Officially, Abercrombie lost $0.09 per share in the first quarter, on a 17% plunge in same store sales. That ''negative surprise" is about 80% less than the $0.05 loss expected on the bottom line, and ten full percentage points worse than the modest 7% comparable revenue slump projected by analysts.
As my co-host Jeff Macke and I discuss in the attached video, it's hardly the first time this historically volatile brand has stumbled, but it certainly is the most dramatic. And when taken in context of the recent backlash CEO Mike Jeffries has faced, at the very least, it begs the question whether teen anger has morphed into a legitimate Wall Street revolt.
"The only thing that's changed since (those comments were made in 2006) is that the CEO has had about five face lifts and maybe 10,000 Botox injections," Macke declares. "The truth is, this is the same company that it's always been."

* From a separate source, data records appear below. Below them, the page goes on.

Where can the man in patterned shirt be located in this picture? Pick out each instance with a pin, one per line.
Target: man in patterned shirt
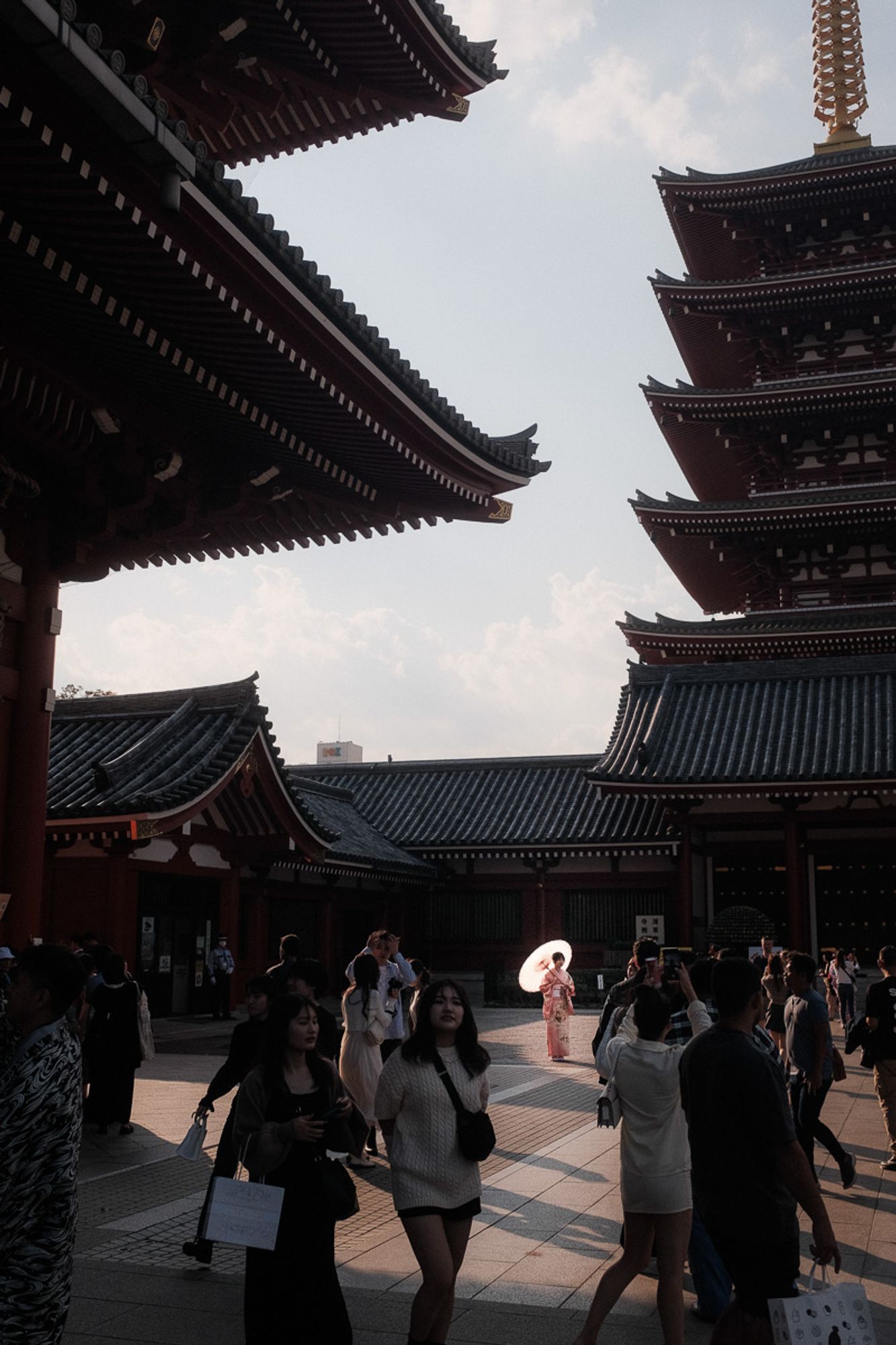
(40, 1143)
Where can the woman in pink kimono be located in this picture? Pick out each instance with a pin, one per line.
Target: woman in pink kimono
(557, 989)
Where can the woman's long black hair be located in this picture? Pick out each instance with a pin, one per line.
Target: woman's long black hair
(421, 1044)
(366, 973)
(274, 1044)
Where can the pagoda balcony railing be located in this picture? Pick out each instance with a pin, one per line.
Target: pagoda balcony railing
(817, 255)
(770, 482)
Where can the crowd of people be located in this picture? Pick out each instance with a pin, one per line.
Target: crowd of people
(720, 1066)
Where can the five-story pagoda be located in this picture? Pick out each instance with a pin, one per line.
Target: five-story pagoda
(770, 734)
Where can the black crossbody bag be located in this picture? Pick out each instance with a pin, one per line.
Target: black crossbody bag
(475, 1132)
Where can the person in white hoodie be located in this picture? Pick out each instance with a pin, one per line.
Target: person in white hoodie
(654, 1159)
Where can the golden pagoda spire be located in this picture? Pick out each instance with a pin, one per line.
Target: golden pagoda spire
(840, 73)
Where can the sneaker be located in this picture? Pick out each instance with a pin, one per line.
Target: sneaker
(696, 1311)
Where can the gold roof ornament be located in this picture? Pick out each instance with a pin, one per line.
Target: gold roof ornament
(840, 73)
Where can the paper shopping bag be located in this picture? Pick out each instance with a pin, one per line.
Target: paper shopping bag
(192, 1144)
(830, 1315)
(245, 1214)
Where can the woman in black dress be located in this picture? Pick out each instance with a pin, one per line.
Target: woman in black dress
(112, 1047)
(292, 1293)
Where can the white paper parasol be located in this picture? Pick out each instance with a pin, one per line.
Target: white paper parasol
(538, 962)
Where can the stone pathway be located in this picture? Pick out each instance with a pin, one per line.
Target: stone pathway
(551, 1213)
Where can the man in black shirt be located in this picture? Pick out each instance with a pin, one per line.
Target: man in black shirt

To be fair, the company's press release blames the quarter's weakness on "inventory shortage issues," a cardinal sin in retail where modest overstocking is standard operating procedure. Of course, this excuse brings with it its own set of ridicule for it is Abercrombie's own inventory policies that have brought it under fire. Specifically, that it doesn't stock XL or XXL sized clothing so as not to sully the aspirational image that the brand supposedly stands for.
Only time will tell if Jefferies is able to right the ship once again, or if this time, maybe it is actually different and this nascent brand rejection is gaining momentum.